Scranton’s Theaters Plan Eventful November

Art — By on November 6, 2009 at 11:39 am

While the weather outside may be turning damp and rainy, the local theater scene is set to heat up with the start of the winter months. November will see a slate of exciting productions brighten up the Electric City, so take a look and grab a show when the curtain comes up…

Vintage Theater presents “Pride and Prejudice”

Among the many groups and companies assembling their lineups is Scranton’s Vintage Theater, now located at 119 Penn Avenue in downtown Scranton.

For the first two weekends in November, Vintage Theater will be combining the opening of their new café with the premiere of their version of the Jane Austin classic “Pride & Prejudice.” Adapted by London-based playwright Joanna Norland, the one-act show puts a witty new spin on this most classic theatrical work.

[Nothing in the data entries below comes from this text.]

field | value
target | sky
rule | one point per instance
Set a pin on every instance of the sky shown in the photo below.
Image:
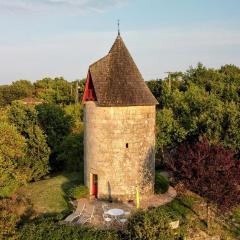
(52, 38)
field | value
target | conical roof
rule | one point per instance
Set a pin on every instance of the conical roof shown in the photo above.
(117, 80)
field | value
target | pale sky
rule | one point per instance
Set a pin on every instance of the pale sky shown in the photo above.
(50, 38)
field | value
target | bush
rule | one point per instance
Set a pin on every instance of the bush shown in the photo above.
(48, 227)
(161, 183)
(11, 212)
(70, 152)
(56, 125)
(209, 170)
(78, 192)
(153, 224)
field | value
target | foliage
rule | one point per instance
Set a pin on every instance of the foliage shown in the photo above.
(17, 90)
(8, 219)
(78, 192)
(56, 125)
(70, 153)
(153, 224)
(12, 147)
(36, 161)
(209, 170)
(161, 183)
(54, 91)
(48, 227)
(201, 102)
(76, 111)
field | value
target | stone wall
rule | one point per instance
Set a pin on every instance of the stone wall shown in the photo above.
(119, 145)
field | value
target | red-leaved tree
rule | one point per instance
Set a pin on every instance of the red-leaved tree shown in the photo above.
(212, 171)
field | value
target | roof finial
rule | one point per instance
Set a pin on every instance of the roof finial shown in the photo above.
(118, 27)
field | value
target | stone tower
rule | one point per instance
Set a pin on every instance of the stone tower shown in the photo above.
(119, 128)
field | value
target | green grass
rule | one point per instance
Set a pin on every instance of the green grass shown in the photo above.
(161, 183)
(49, 196)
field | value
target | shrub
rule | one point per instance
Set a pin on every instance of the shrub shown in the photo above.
(161, 183)
(153, 224)
(56, 125)
(209, 170)
(70, 152)
(10, 213)
(78, 192)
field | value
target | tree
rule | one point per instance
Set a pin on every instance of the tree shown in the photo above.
(12, 146)
(70, 153)
(54, 91)
(16, 91)
(57, 125)
(36, 161)
(209, 170)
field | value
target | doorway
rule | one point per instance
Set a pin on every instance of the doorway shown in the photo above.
(94, 185)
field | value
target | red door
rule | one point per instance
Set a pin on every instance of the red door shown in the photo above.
(94, 185)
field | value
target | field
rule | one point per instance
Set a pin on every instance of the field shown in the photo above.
(49, 195)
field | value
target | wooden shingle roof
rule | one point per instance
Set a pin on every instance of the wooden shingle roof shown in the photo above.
(117, 80)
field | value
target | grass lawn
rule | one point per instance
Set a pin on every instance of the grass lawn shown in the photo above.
(49, 196)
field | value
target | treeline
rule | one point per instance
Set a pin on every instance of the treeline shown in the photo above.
(198, 131)
(200, 102)
(36, 140)
(57, 90)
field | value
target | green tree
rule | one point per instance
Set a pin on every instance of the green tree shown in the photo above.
(12, 146)
(57, 125)
(55, 91)
(70, 152)
(17, 90)
(36, 162)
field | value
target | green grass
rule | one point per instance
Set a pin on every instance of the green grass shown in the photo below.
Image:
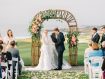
(54, 75)
(25, 52)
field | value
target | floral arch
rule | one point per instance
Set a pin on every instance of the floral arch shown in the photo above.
(36, 26)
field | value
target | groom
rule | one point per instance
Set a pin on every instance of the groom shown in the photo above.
(58, 39)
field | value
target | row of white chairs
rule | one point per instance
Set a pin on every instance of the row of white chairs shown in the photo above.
(92, 67)
(8, 73)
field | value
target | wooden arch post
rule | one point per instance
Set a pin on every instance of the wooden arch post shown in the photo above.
(35, 28)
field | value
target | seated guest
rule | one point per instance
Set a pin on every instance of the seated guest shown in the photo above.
(15, 53)
(95, 36)
(103, 48)
(96, 51)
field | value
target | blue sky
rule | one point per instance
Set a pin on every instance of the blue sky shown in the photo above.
(17, 14)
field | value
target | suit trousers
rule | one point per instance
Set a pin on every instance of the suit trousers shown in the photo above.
(60, 59)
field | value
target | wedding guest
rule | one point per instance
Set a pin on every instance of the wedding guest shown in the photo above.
(96, 51)
(1, 39)
(103, 35)
(95, 36)
(1, 48)
(15, 53)
(8, 38)
(87, 50)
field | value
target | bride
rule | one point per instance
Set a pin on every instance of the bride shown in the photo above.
(48, 58)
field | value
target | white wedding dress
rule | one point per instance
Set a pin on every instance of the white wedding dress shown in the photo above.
(48, 57)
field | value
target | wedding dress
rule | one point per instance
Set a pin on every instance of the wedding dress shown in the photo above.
(48, 57)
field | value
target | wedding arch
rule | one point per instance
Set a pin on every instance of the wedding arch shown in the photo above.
(36, 26)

The show is among the first for Vintage Theater since moving to their new location.

Adding to the excitement in the 100 block of Penn Avenue is the opening of the new in-house café at the Vintage Theater. Serving locally-produced Grateful Roast Coffee, the café will be opening on Friday evening, November 6, along with the premiere of “Pride & Prejudice.” The café will be open seven days a week, from 3 p.m. until midnight each day. Claiming to target the rush-hour crowds after work and school are out, the menu will feature not only the Grateful Roast Coffee, but also various blends of tea, fruit, milkshakes, and juices.

“Pride & Prejudice” will be showing Fridays and Saturdays at 8 p.m., with Sunday shows at 3 p.m. Tickets are set at $7 for general admission, with $5 for students and senior citizens. For more information on upcoming events at Vintage Theater, visit the theater web site, or call 570-344-6344.

Electric Theater Company debuts “Rosa Loses Her Face”

Also adding to the theatrics around town is the Electric Theater Company, located on the second floor of the former Hotel Jermyn at 326 Spruce Street.

The story of a mother and daughter- separated by distance and divided over the future course of their lives- sets the stage for this revealing yet hilarious production. Rosa, a Chinese-born resident of Los Angeles, receives a visit from her daughter Amy, a New York City dweller who has long forgotten the ways of her ancestors. When Amy decides to pay her mother a visit, Rosa can’t help but try and fix her daughter up with an ideal match. The results lead to some hilarious mother-daughter moments in the process.

Rosa Loses Her Face is directed by Nancy Robillard, and stars Wai Ching Ho, Eileen Rivera, Matt Rashid, Nadia Gan, and Glenn Kubota. The show previews on November 11 and 12, with showings on November 13-15 and 19-22. Show times are 7 p.m. for November 12 and 19, 8 p.m.  for November  13, 14, 15, 21,and 22, and 3 p.m. for November 15 and 22. For tickets and information, call 570-558-1515 or visit their site.

Scranton Players present “Redwood Curtain”

Finally, a performance by the University of Scranton Players is a tough event to pass up, especially when it involves the powerful and epic storytelling of Lanford Wilson. Directed by New York City-based director Mary Catherine Burke, the show builds on the theme presented for Scranton Reads Month of the Vietnam War, and the personal stories of those involved in the conflict in various capacities.

Redwood Curtain tells the story of Geri, an Amerasian girl who was orphaned by her original parents, and is instead adopted and raised by a family in the United States. After the death of her adoptive father, Geri sets out on a quest to find her real father- a journey that takes her to the Redwood Forests of Northern California, and will bring her face-to-face with a man she never thought she would meet.

Showing at the McDade Center for Literary and Performing Arts on the Scranton Campus, Redwood Curtain is showing on November 1, 6, 7, and 8. Showtime is 8 p.m. for Friday and Saturday, and 2 p.m. for Sunday. Tickets are available at the McDade Center, or at 570-941-4318. Tickets are priced at $8 for general admission, and $5 for students, faculty/staff, and senior citizens.